Dal suo esilio a Dubai Thaksin Shinawatra – ex Primo ministro, su cui pende una condanna per corruzione – leader “di fatto” del fronte di opposizione, conferma di aver scelto Yingluck per la sfida elettorale, ma nega che la sorella fungerà da burattino nelle sue mani. “Qualcuno dice che è la nomina è mia – afferma il multimiliardario thai – ma non è vero. Invece si può affermare che Yingluck è il mio clone”.
Thaksin aggiunge di aver insegnato alla sorella – sin dai tempi dell’università – le tecniche di gestione e amministrazione e che la donna condivide principi analoghi in materia di management. “Può dire ‘sì’ o ‘no’ a mio nome” conclude l’ex premier in esilio e la sua figura potrà garantire il cammino di riconciliazione nazionale dopo anni di violenze, che hanno colpito il Paese e ne ostacolato la crescita economica.
In un intervista al Bangkok Post la neo-leader dell’opposizione precisa di avere una formazione che le permetterà di ricoprire incarichi politici e anticipa che il primo impegno è rivolto “alla riconciliazione nazionale”. Yingluck non ritiene che il partito “le permetterà di promuovere leggi a vantaggio di una persona sola”, con un riferimento implicito al fratello Thaksin. “L’interesse pubblico – spiega – viene prima di tutto”.
Le tre caratteristiche principali per vincere alle urne sono: il capo del partito, il gruppo di lavoro e le politiche proposte dalla coalizione. Fra queste, aggiunge la sorella minore di Thaksin, vi sarà la garanzia che “il Pheu Thai Party e il governo tratteranno tutti allo stesso modo, anche mio fratello”. La donna intende usare “il lato femminile” per promuovere la riconciliazione nazionale, perché “è tempo di andare oltre i conflitti e portare avanti la nazione”.
Yingluck è nata il 21 giugno del 1967 ed è la più giovane di nove fratelli. Sposata con Anusorn Amornchat, presidente di M-Link Asia Corporation, ha un figlio ed è laureata in Scienze politiche e amministrazione pubblica alla Chiang Mai University. Il premier Abhisit Vejjajiva, leader del Democrat Party e suo sfidante alle politiche, si è complimentato per la nomina a capolista del Pheu Thai Party e si augura di incontrala presto in occasione di un dibattito pubblico.
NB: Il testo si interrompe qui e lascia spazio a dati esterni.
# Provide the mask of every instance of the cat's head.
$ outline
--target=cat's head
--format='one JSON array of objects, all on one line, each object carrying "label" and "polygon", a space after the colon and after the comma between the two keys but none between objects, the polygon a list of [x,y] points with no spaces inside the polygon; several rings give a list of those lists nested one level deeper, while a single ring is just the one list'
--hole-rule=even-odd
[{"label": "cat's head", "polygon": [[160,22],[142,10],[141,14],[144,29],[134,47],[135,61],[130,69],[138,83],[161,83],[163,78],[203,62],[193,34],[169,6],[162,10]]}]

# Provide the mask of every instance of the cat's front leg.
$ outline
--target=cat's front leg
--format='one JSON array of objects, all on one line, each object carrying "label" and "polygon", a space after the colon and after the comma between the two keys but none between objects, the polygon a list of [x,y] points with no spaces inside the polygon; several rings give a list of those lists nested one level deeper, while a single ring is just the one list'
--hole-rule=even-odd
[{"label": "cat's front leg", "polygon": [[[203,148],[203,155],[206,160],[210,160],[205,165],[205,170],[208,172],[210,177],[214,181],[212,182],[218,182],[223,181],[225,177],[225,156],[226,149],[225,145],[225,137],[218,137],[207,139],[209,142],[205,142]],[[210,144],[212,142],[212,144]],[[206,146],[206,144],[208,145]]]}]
Il prossimo 3 luglio in Thailandia si terranno le elezioni generali, per rinnovare il Parlamento e cercare di lasciarsi alle spalle un quinquennio caratterizzato da crisi politiche e profonde divisioni sociali. Il voto sarà il primo vero test per l’attuale capo dell’esecutivo. La coalizione guidata da Abhisit ha raggiunto il potere nel 2008, in seguito a una decisione dei giudici che – nel dicembre 2008 – hanno ordinato lo scioglimento del governo allora in carica, vicino all’ex premier Thaksin.